Jerusalemer Patriarch zu den Frustrationen im Friedensprozess

"Hoffnung kommt nicht von Politikern"

Eine Lösung im Nahost-Konflikt scheint derzeit viel ferner als noch vor wenigen Monaten erhofft. Im Interview der Katholischen Nachrichten-Agentur (KNA) erläutert der Lateinische Patriarch von Jerusalem, Erzbischof Fouad Twal, wo für ihn die Chance zum Frieden liegt, und warum der Papst-Besuch im Heiligen Land so wenig bewirken konnte.

Fouad Twal: Der Lateinische Patriarch von Jerusalem (KNA)
Fouad Twal: Der Lateinische Patriarch von Jerusalem / ( KNA )

KNA: Seligkeit, der Heilig-Land-Besuch von Papst Benedikt XVI. im Frühjahr war von großen Hoffnungen begleitet. Was ist daraus geworden?

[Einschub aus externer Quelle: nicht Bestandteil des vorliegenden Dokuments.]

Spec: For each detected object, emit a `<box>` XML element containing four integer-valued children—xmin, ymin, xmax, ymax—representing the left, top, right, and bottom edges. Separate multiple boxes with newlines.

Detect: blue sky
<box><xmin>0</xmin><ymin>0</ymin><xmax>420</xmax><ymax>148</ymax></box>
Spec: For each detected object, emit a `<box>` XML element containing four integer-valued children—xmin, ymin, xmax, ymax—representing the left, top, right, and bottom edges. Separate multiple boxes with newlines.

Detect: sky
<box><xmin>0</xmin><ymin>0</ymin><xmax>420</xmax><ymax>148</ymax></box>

Twal: Wir haben vor der Reise auf eine Besserung gehofft, wir haben während der Reise gehofft, und wir haben nach der Reise gehofft. Aber von Seiten der israelischen Regierung ist kein Zeichen gekommen, keine Geste, keine Erleichterung. Benedikt XVI. hat so gute, so inhaltsvolle Ansprachen gehalten. Uns Christen hat er gestärkt. Er kam hierher als Mann des Gebets, des Dialogs, des Friedens. Aber in politischer Hinsicht hat sich seitdem nicht das Geringste geändert. Wir warten also weiter.

KNA: Was hält die israelischen Behörden etwa davon ab, ohne Probleme Visa für katholische Geistliche auszugeben?
Twal: Ich kann die Regierung nur ermuntern, keine Angst vor uns als Kirche zu haben. Wir sind ein Faktor der Versöhnung, eine Stimme für Gerechtigkeit und Frieden, eine Brücke für mehr Toleranz und mehr Beziehungen untereinander. Vor uns braucht niemand Angst zu haben.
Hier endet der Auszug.